Lindsay Bachman Flickinger: How did you get started in the energy efficiency/home performance industry?
Julie Michals: My first job out of graduate school (in energy economics) was working for a consulting firm in the electricity field, which coincided with the start of electricity market restructuring (deregulation of electricity generation from vertically integrated utilities). My work focused on the policy construct for integrated resource planning and energy efficiency program funding in a restructured industry, and my work was largely for consumer advocate clients. So, the start of my career didn’t expose me directly to home performance work per se, but rather my learning was concentrated in the broader changing electricity industry and energy efficiency policy arena.

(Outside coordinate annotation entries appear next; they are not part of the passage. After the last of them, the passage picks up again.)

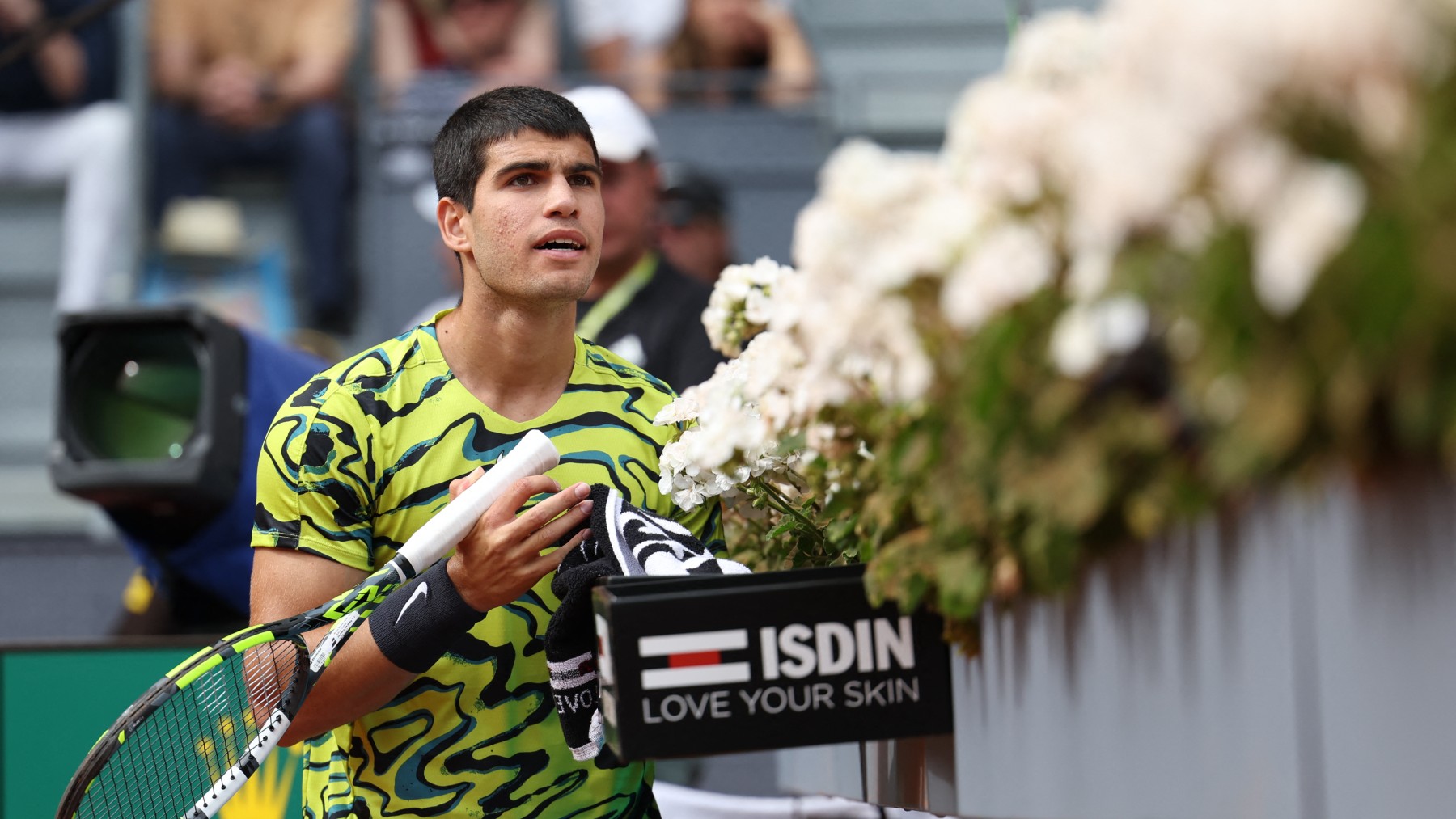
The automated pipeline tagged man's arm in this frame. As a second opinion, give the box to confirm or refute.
[251,470,591,745]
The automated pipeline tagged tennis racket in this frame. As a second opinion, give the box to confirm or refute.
[57,429,557,819]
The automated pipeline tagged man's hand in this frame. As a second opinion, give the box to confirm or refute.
[197,57,264,129]
[446,468,591,611]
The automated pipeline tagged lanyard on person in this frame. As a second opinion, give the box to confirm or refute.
[577,251,657,340]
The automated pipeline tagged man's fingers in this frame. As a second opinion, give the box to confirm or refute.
[521,497,591,551]
[528,530,586,580]
[484,475,561,526]
[520,483,591,533]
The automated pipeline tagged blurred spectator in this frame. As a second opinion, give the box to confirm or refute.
[375,0,559,102]
[0,0,134,313]
[637,0,815,111]
[657,167,732,285]
[565,86,722,390]
[151,0,355,333]
[569,0,684,84]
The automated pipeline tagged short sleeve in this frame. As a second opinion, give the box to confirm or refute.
[252,377,377,572]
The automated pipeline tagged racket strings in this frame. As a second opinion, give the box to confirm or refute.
[77,640,307,819]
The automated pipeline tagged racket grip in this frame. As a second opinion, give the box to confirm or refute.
[399,429,561,573]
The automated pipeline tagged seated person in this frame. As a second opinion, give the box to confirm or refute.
[568,0,686,86]
[151,0,355,333]
[657,167,734,285]
[637,0,815,111]
[0,0,133,313]
[375,0,557,105]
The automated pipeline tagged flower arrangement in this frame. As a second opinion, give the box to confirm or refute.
[658,0,1456,640]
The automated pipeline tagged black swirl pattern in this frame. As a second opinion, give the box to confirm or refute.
[253,326,722,819]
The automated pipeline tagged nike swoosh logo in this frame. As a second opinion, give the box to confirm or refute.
[395,580,430,626]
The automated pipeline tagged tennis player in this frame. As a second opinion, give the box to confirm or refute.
[252,87,722,819]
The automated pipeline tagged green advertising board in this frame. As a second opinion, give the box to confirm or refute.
[0,644,303,819]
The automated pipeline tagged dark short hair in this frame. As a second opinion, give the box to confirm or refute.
[434,86,601,209]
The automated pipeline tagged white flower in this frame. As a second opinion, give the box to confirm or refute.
[1096,293,1149,353]
[941,221,1057,330]
[652,387,697,426]
[702,256,794,358]
[1254,162,1365,315]
[1052,304,1103,378]
[1052,293,1149,378]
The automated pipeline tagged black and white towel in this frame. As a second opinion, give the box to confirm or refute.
[546,483,750,768]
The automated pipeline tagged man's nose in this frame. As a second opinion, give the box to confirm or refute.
[546,178,579,217]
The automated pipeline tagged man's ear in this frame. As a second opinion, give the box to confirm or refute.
[435,196,473,253]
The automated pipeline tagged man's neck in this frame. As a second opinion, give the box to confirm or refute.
[581,247,646,301]
[435,297,577,420]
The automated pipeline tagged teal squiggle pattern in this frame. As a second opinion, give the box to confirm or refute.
[253,326,722,819]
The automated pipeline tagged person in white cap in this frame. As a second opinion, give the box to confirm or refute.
[564,86,722,391]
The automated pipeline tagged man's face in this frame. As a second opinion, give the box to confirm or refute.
[601,158,657,268]
[463,131,604,301]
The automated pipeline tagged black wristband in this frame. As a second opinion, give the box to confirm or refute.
[368,560,485,673]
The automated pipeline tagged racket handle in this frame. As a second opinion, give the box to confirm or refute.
[399,429,561,572]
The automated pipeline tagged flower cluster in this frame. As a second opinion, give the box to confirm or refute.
[659,0,1456,631]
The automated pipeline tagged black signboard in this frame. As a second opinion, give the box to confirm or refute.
[593,566,950,759]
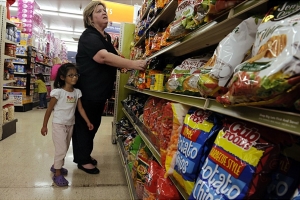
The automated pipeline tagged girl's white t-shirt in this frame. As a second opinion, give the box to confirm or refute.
[50,88,82,125]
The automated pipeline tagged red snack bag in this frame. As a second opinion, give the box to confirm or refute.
[143,96,160,128]
[156,168,181,200]
[158,102,173,166]
[143,160,161,200]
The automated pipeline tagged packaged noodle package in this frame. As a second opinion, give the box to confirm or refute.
[165,54,211,95]
[189,118,291,200]
[217,1,300,106]
[173,108,222,194]
[198,17,261,97]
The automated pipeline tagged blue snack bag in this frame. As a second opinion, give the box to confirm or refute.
[173,108,222,194]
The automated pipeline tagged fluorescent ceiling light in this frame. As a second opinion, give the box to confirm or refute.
[47,29,81,35]
[9,7,18,11]
[40,10,58,16]
[63,40,78,44]
[58,13,83,19]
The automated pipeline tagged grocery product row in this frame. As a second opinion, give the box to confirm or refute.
[117,93,300,199]
[130,1,300,112]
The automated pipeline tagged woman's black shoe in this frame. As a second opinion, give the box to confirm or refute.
[77,164,100,174]
[91,159,98,165]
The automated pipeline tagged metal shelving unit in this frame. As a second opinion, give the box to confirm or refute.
[117,138,138,200]
[0,5,18,140]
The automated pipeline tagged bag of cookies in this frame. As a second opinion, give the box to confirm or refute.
[217,1,300,107]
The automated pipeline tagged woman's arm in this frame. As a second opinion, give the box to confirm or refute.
[41,97,57,136]
[93,49,147,70]
[77,98,94,130]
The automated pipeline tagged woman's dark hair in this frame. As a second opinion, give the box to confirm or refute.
[54,63,78,88]
[36,73,45,83]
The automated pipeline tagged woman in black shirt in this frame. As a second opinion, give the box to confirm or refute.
[72,1,146,174]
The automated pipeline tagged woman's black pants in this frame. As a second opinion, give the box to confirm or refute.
[72,99,106,165]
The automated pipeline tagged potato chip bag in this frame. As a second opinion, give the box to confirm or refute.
[173,108,222,194]
[189,118,291,200]
[198,17,261,97]
[217,1,300,106]
[165,54,211,95]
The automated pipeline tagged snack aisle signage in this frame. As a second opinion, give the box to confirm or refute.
[102,1,134,23]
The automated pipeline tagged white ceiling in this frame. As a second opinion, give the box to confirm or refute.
[11,0,143,50]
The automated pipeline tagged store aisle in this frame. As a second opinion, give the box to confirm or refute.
[0,108,130,200]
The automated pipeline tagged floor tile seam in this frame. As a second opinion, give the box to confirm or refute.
[0,184,127,189]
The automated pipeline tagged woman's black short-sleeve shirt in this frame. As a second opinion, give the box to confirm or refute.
[76,27,117,101]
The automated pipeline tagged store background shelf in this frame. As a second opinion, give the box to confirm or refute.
[149,0,268,59]
[124,86,300,135]
[0,5,18,140]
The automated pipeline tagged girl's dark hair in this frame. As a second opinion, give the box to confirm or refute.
[54,63,78,88]
[37,73,45,83]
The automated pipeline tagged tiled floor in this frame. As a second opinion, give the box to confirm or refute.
[0,108,130,200]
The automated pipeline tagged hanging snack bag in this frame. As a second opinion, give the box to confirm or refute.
[160,25,173,47]
[198,17,261,97]
[167,0,194,42]
[149,99,166,150]
[143,160,161,200]
[143,96,160,128]
[189,118,291,200]
[156,168,182,200]
[169,108,222,194]
[158,102,173,166]
[217,1,300,106]
[132,146,151,199]
[294,99,300,111]
[165,103,190,176]
[151,28,163,53]
[165,55,210,94]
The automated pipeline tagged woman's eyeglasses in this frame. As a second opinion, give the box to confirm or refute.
[67,74,80,78]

LBF: How has your career evolved?
JM: After my consulting gig, I worked for nearly five years at the Massachusetts Division of Energy Resources, where I led/facilitated negotiated settlements on energy efficiency plans between the utilities and the “non-utility parties” stakeholder group. This phase of my career exposed me to a deeper understanding of energy efficiency programs (design, implementation, and evaluation), and involved establishing energy efficiency program goals, performance indicators, and associated shareholder or incentive structures. During this period, I also developed important facilitation skills that were essential in my subsequent jobs.
Next, I went to Northeast Energy Efficiency Partnerships, one of several regional energy efficiency organizations across the country. My long run at NEEP (14 years) exposed to me to a whole lot of new things. I started as a policy manager, which over time evolved to a director position heading up a multi-state project to develop consistency in energy efficiency evaluation, measurement, and verification (EM&V) practices and reporting of impacts. The exposure to a range of projects, and application of EM&V for energy efficiency to various policies/markets, help me evolve to my current position as Director of Clean Energy Valuation at E4TheFuture.
Over the years, I think I benefited from starting my career consulting in the private sector, then going to public/government sector, and ultimately landing in the non-profit space. My suggestion to anyone entering the energy field is to experience the industry through different lenses—I sometimes regret that I didn’t venture out to the private sector later in my career, purely for the different experience and broadening my perspective.
LBF: When you started out, what was your biggest obstacle? How did you overcome it?
JM: Certainly, starting out in any field, I had huge knowledge gaps about the energy and efficiency industry, and learned from colleagues and hands-on projects. Being neither an engineer nor a statistician, nor having knowledge of wholesale forward capacity markets, there was a steep learning curve on these various fronts. But I was fortunate to work with very smart people over the years who helped me learn a lot.
LBF: What is the most rewarding thing about your job?
JM: The people. They are compassionate, hard-working, and mission driven.
LBF: In your opinion, what are the biggest challenges for women in this industry?
I honestly haven’t encountered huge challenges myself as a woman working in the energy efficiency industry, but it may be different at the policy/consulting level versus the home performance space. I’ve benefited from attending the New England Women in Energy and the Environment (NEWIEE) events over the years, which gives recognition to women making a difference in the energy field, and hearing stories of overcoming the ‘glass ceiling.’ It's very inspiring.
LBF: What advice would you give to a woman starting out in the energy efficiency and home performance industry?
JM: There are many hats one can wear in this industry. For home performance, the field is hugely evolving with opportunities for companies to expand services beyond energy efficiency, and for funding models that extend beyond the common utility program model (such as growing interest in community energy programs, and services being broadened to demand response and other integrated distributed energy resources). The electricity field is advancing leaps and bounds with grid modernization underway, the use of software as a service tools (cloud computing and advanced data analytics, machine learning) and integrated services, which together is aiming to support greater customer engagement and focus.
The common analogy at conferences these days is ‘think of how we used telephones 25 years ago …. and now look at these smart phone devices today. Who would have thunk?’ The electricity market is about to go through that major evolution—albeit a bit more complex. But it’s a super exciting time to be working in our industry.